Für eine Jungfrau in einem Gebirgsdorf, deren Gesichtsform unerkennbar verbrannt wurde, bekundete Rim Hyon Dan 8 Jahre lang allerlei Herzensgüte für sie, und so gelang es ihr, ihre eigentliche Gestalt zu reanimieren. Die Hauptheldin dieser bewegenden Erzählung ist Ärztin des Koreanischen Rot-Kreuz-Krankenhauses.



Naenara, Juli 2015

An einem Dezembertag 2006 wurde eine Jungfrau mit schwer verbranntem Gesicht in Abteilung für kosmetische Chirurgie des Koreanischen Rot-Kreuz-Krankenhauses aufgenommen. Sein Augenlid, Lippe und Nase wurden völlig verbrannt, und seine Wange und Kinn verwandelten sich so wie Holzkohle, dass man kaum erkennen kann.

In fast 20 Jahren beschäftigte sich zwar Rim Hyon Dan mit kosmetischer Operation, aber sie sah zum ersten Mal die 19-jährige Patientin an, deren ganzes Gesicht außer der Stirn völlig verzogen wurde. Aus der Heilkunde, über die sie verfügt, wurde nur verzweifeltes Resultat wie therapeutische und Renaturierungsunmöglichkeit gezogen.

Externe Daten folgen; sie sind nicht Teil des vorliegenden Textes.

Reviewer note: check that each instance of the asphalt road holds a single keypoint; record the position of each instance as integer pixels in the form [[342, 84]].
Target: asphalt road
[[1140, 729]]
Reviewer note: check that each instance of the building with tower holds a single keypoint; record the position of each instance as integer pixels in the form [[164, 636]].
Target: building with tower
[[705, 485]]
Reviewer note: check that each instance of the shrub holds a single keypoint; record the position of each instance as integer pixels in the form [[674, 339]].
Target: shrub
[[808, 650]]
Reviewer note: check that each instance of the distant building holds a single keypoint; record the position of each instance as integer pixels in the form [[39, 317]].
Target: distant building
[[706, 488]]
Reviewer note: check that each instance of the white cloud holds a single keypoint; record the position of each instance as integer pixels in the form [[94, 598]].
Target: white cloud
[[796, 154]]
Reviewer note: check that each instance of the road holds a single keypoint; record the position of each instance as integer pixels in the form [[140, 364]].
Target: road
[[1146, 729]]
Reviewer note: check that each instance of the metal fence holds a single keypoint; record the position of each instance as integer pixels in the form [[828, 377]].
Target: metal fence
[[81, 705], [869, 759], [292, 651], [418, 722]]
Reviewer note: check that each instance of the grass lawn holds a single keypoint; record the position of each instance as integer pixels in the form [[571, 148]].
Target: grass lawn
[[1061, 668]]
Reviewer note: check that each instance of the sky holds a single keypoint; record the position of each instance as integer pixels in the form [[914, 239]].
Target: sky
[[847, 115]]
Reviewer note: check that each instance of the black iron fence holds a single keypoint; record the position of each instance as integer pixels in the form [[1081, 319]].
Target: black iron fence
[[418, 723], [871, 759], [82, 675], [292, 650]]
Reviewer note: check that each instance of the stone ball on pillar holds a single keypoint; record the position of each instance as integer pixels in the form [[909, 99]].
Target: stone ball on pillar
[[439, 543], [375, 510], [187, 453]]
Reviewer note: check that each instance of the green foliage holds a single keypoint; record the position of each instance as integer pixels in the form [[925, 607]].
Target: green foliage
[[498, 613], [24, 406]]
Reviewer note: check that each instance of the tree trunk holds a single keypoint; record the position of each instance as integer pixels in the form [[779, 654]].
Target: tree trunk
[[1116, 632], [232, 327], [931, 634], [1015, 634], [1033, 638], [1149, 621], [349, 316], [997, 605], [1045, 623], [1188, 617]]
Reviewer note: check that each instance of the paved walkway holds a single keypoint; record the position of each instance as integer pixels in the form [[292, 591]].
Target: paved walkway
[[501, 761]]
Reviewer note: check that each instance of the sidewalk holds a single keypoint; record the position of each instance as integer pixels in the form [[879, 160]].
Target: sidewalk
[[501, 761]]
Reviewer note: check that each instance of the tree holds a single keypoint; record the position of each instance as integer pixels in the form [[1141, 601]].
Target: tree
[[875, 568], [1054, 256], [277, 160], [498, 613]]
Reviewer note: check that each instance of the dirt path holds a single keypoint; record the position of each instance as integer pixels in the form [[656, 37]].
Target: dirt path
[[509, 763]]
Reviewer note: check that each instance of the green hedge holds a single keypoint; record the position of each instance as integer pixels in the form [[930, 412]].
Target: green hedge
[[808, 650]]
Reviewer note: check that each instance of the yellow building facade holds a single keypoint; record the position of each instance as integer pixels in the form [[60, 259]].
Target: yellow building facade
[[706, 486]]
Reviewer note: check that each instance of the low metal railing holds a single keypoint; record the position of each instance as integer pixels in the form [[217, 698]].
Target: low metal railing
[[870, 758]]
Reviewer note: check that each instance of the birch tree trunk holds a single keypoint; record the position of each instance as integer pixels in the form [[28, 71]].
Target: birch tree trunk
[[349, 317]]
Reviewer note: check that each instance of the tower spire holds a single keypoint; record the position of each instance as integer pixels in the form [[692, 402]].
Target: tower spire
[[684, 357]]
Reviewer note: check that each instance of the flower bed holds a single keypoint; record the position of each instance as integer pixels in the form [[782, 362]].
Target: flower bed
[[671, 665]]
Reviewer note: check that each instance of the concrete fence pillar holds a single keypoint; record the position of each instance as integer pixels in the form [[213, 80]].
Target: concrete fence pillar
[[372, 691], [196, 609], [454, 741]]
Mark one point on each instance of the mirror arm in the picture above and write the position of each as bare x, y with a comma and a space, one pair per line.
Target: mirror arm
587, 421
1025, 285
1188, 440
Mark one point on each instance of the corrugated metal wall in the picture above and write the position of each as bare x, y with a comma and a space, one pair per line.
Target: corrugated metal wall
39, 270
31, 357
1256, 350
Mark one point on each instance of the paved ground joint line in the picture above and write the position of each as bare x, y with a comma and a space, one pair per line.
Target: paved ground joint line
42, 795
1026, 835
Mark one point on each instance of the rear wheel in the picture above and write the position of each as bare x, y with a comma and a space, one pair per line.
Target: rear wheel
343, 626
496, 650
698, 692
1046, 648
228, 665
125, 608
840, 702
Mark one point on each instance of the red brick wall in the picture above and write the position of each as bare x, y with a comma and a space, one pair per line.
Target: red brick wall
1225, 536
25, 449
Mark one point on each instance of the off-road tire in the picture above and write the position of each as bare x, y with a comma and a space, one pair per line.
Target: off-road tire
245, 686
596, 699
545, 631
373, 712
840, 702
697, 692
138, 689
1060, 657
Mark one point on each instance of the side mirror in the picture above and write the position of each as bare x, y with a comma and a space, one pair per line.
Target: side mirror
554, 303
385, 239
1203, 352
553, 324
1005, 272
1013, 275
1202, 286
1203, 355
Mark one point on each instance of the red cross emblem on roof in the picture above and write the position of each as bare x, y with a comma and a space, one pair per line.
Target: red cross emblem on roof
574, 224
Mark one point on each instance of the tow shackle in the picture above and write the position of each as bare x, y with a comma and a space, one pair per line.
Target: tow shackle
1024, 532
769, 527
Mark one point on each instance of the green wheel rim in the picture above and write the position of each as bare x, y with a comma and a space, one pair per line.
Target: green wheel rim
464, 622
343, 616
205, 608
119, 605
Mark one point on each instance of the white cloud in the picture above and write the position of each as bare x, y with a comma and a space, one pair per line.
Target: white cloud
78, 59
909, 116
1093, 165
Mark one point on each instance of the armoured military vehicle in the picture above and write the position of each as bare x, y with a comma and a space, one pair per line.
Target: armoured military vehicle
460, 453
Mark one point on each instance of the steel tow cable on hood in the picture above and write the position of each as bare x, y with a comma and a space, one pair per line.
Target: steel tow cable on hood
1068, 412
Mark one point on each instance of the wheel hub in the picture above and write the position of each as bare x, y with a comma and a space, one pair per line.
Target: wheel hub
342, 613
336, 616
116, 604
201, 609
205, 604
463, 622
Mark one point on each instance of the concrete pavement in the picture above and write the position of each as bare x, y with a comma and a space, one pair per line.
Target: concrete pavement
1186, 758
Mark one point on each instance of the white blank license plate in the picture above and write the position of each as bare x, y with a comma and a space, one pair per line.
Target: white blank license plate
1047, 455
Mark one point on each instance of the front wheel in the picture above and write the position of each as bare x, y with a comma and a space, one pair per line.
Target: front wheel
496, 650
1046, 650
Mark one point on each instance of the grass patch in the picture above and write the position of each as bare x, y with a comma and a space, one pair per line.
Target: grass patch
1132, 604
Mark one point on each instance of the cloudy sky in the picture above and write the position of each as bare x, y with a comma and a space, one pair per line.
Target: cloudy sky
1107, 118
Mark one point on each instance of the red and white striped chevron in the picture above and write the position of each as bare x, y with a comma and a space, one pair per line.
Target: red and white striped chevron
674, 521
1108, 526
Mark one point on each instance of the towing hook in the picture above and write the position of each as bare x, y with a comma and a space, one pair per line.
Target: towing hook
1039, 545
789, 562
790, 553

Doch dachte sie, dass diese Jungfrau sicherlich ihr Leben aufgeben werde, falls sogar Ärztin, letzte Hoffnung der Patientin, die das zentrale Krankenhaus besucht hatte, auf dementsprechende Therapie verzichtet. Rim fasste ihren Entschluss, mit lebenslanger Hingabe das originelle Gesicht dieses Mädchens zu renaturieren.

Seitdem hat sie in 8 Jahren mehr als 100-malige große und kleine Operationen durchgeführt.

Im letzten Jahr wurde ihr eigenes Gesicht renaturiert.

Sie verdankte Rim Kum Dan, die sich mit allerlei Herzensgüte für sie bemüht hatte, und dem Vaterland, das diese ausgezeichnete Medizinerin herangezogen hatte.

Diese Tatsache kann man häufig in Korea erleben, wo die Herzensgüte eben als das Leben im sozialistischen Gesundheitswesen und als geistig-moralische Qualität der Mediziner betrachtet wird.